Wang, L. C., 2014, All work and no play? The effects of ability sorting on students’ non-school inputs, time use, and grade anxiety, Economics of Education Review, vol. 44: 29-41.
The article is, however, according to the CPB report premised on the assumption that there are null effects on lower-than-average-ability. Effects that, in my view, already deserve nuance based on subject differences. It therefore is very interesting that Wang looks at tutoring, homework etc. but the article seems to not continue with subject differences. This is a shame, in my view, because from my on mathematics education background -and as stated at that researchEd maths and science panel- I can certainly see how maths might be different to languages. It would have been a good opportunity to also think about top performance of Korea in international assessments, for example. Yet the take-away message for the CPB seems to be ‘ability grouping works’.
There are more references, which I will try to unpick in future blogs. These will also include papers on teaching style, behavior etc. all education topics for which people have promoted economics papers as ‘definitive proof’. There also are multiple working papers (the report argues that because some series often end up as peer-reviewed articles any way, they might be included, like NBER and IZA papers.) which I might cover.
Nevertheless, this first set of papers, in my view, does not really warrant the conclusion ‘ability groups work’. Though to be fair, in many cases the abstracts might make you think differently. It shows that actually reading the original source material can be important. Yet, even if we assume they do say this, the justification that follows at the end of the paragraph is strange (translated): “The literature stems, among others, from secondary education and, among others, from comparable Western countries. The results point in the same direction, disregarding school type or country. That’s why we think the results can be translated to the Dutch situation.”. Really? Research from primary, secondary and higher education (that’s the Booij one). From Kenya, from Korea (with its shadow education)?

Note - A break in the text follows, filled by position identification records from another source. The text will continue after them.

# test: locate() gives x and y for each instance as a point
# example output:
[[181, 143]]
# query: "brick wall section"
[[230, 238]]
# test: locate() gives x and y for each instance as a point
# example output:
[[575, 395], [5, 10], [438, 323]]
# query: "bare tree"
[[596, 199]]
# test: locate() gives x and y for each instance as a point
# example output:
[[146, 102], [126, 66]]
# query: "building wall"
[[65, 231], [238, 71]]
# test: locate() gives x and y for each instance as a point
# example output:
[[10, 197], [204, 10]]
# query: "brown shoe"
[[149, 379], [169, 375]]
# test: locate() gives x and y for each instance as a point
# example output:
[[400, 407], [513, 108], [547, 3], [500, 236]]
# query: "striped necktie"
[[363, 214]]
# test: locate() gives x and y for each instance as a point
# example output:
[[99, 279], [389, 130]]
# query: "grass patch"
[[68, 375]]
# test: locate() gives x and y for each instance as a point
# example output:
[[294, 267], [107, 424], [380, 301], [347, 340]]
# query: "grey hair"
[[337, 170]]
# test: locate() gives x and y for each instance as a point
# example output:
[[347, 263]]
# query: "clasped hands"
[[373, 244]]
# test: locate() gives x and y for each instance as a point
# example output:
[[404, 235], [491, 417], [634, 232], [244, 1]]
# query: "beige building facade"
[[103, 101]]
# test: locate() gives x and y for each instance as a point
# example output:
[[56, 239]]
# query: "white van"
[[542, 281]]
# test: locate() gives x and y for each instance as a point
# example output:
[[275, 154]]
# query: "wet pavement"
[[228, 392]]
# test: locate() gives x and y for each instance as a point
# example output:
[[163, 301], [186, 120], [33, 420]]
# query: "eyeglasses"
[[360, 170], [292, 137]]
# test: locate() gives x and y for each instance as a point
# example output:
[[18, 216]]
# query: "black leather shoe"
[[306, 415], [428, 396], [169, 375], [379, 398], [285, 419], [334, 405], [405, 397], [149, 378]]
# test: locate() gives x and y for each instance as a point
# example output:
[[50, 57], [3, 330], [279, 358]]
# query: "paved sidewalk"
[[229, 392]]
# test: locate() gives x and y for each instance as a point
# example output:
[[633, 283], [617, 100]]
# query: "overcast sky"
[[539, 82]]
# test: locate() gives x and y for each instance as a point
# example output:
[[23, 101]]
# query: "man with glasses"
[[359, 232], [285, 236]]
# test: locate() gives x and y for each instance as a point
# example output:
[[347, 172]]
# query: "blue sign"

What we have here is a large variety of educational contexts, both in school type(s), years and countries, with confusing presentation of findings with, in my view, questionable p-value. OK, now I’m being facetious; I just want people to realize that every piece of research has drawbacks. They need to be acknowledged, just like the strong(er) points. If we see quality of research as a dimension from ‘completely perfect’ (would be hard-pressed to find that) and ‘completely imperfect’, there are many many shades in-between. ‘Randomized’ is often seen as a gold standard (I still feel that this also comes with issues but that is for another blog), yet economists have deemed all kinds of fine statistical techniques as ‘quasi experimental’ and therefore ‘still good enough’. Yet, towards other disciplines there sometimes seems to be a ‘rigor’ arrogance. Likewise, other disciplines too readily dismiss some sound economics research because it seldom concerns primary data collection or they ‘summarize’ data incorrectly. It almost feels like a clash of the paradigms. I would say it depends on what you want to find out (research questions). The research questions need to be commensurate with your methodology, and they in turn both need to fit the (extent of) the conclusions. We can learn a lot from each other, and I would encourage disciplines to work together, rather than play ‘we are rigorous and you are not’ or ‘your models are crap’ games. Be critical of both (as I am above, note I’m just as critical about any piece of research without disregarding its strengths), be open to affordances of both (and more disciplines of course), and let’s work together more.